Lewes mayoral candidates answer questions

April 29, 2022

Three candidates are vying to become the mayor of Lewes in the Saturday, May 14 election. Incumbent Theodore “Ted” Becker, and challengers Richard “Ric” Moore and Deputy Mayor Andrew Williams are seeking a three-year term and a seat at the head of the table. Polls will be open at city hall from 8 a.m. to 6 p.m. For more information about the election, go to All candidates were asked by the Cape Gazette to answer the same questions about topics important to residents.


Theodore “Ted” Becker: Becker, 72, was elected to Lewes City Council in 2004 and served as deputy mayor 2010-14, prior to being elected mayor in 2014. He chairs the city’s mitigation planning team and capital projects committee. He has been a member of the Delaware Health Care Commission since 2005 and was appointed to the Health Resources Board in 2016. He was appointed as commissioner of the Delaware River and Bay Authority in 2021. He has served as chairperson of the Delaware Founders Insurance Trust since 2011. He served as the United Way of Delaware co-chair in 2009-10. He is a member of the Beebe Healthcare Finance Committee and an emeritus member of the Beebe Healthcare Foundation. He is the managing partner of Stewart Becker Properties, which owns and operates the Inn at Canal Square. He retired from the U.S. Army Medical Specialist Corps at the rank of lieutenant colonel, having served 25 years of active and reserve duty. He has been in Lewes since 1978 and became a full-time resident in 2000.

Richard “Ric” Moore: Moore and his wife Kathy moved to Lewes in 2010 from Baltimore, where they raised five kids. Moore spent 37 years in federal service – 31 at the U.S. Department of Energy as team leader for the International Renewable Energy Program and associate professor at the Industrial College of the Armed Forces. He serves on the Oversight Board for the Delaware Sustainable Energy Utility and as volunteer mediator at the Center for Community Justice. Moore also organized the Lewes Community Partnership. Moore’s education includes a bachelor’s degree from Antioch, a master’s in education from Harvard, a master’s in business from Wharton, and doctoral studies at University of Maryland Global Campus. 

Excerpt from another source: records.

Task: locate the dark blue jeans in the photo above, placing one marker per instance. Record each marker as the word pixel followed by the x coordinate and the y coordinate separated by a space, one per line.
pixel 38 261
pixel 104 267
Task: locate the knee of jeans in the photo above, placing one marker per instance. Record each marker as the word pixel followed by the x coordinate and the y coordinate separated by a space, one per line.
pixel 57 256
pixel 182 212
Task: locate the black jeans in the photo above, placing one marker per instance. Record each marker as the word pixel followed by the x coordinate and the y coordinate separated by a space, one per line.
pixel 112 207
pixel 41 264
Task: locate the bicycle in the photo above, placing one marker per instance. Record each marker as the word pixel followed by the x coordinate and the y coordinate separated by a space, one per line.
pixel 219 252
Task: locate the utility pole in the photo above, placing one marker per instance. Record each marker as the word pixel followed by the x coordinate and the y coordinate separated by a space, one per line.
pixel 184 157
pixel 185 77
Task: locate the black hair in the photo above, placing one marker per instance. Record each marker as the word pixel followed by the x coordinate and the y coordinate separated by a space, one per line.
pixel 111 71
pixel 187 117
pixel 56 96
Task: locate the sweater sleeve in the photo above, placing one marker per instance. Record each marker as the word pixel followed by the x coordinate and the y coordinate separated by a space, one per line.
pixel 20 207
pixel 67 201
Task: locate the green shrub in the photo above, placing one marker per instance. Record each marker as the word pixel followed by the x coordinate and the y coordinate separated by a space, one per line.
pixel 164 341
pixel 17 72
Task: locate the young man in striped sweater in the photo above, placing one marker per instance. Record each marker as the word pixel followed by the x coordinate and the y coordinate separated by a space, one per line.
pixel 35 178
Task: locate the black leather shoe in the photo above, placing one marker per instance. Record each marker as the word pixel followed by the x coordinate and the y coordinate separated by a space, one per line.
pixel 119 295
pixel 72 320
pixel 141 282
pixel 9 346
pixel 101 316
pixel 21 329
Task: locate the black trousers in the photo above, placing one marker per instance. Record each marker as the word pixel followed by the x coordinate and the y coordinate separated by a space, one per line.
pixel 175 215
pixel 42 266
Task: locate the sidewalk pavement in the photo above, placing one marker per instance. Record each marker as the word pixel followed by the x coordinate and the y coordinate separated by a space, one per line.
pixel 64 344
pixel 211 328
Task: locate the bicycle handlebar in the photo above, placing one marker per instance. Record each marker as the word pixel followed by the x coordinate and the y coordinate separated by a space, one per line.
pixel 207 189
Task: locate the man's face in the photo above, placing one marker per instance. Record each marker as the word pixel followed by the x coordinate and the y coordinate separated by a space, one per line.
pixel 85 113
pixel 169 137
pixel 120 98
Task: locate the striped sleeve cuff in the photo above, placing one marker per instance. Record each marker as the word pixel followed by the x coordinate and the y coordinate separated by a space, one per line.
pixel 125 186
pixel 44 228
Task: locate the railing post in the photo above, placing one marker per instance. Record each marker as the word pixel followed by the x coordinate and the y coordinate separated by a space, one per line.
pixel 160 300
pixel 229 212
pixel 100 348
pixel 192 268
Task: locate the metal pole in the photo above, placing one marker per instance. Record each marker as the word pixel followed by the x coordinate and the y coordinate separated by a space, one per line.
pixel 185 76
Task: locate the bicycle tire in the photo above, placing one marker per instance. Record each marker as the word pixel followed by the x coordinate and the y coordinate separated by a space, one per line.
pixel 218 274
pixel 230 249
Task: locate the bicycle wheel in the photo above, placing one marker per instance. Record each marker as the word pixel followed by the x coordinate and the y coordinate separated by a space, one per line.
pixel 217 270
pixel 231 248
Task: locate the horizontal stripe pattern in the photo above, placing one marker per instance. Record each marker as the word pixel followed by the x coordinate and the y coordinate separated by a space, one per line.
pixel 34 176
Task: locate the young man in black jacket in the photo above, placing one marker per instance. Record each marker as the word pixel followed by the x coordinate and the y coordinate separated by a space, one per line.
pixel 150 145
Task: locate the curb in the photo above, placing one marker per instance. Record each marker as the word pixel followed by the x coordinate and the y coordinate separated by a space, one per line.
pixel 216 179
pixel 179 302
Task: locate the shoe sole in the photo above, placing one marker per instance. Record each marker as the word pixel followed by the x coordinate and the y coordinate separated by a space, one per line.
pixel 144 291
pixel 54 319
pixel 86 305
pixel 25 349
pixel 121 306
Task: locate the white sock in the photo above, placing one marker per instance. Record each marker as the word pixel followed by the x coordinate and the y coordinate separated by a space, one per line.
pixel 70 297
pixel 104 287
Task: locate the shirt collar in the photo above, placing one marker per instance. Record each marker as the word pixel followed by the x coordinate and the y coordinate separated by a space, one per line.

Andrew Williams: Andrew, 45, was born and raised in Lewes. He graduated from Cape Henlopen High School in 1994 along with his wife Rita. They returned to Lewes from New York in 2014. Andrew has worked for his current employer, a data intelligence firm, since 2005, and Rita is a manager with Beebe Healthcare Oncology Services. They have two sons, Keenan, 14, and Bodhi, 12.

Fisher’s Cove has been a hot-button issue for the last few years. In your opinion, did the city – from planning commission to council – handle the issue appropriately and would you have done anything differently if it could be done over again?

Becker: The Fisher’s Cove property was zoned R-2 residential, enabling the developer’s application with the Lewes Planning Commission, which thoroughly reviewed the application before denying it. The mayor and city council supported that denial, resulting in three developer-filed lawsuits against the city. After extensive consultation with legal consultants, reviewing potential liability if developers prevailed, costs of a protracted legal battle and recent damage awards, a decision was made to seek a negotiated settlement. Unfortunately, part of that process involved legal constraints restricting the release of information. However, maximum efforts were made to address the concerns of nearby residents and the community at large. The pending subdivision ordinance changes would help address land-use development.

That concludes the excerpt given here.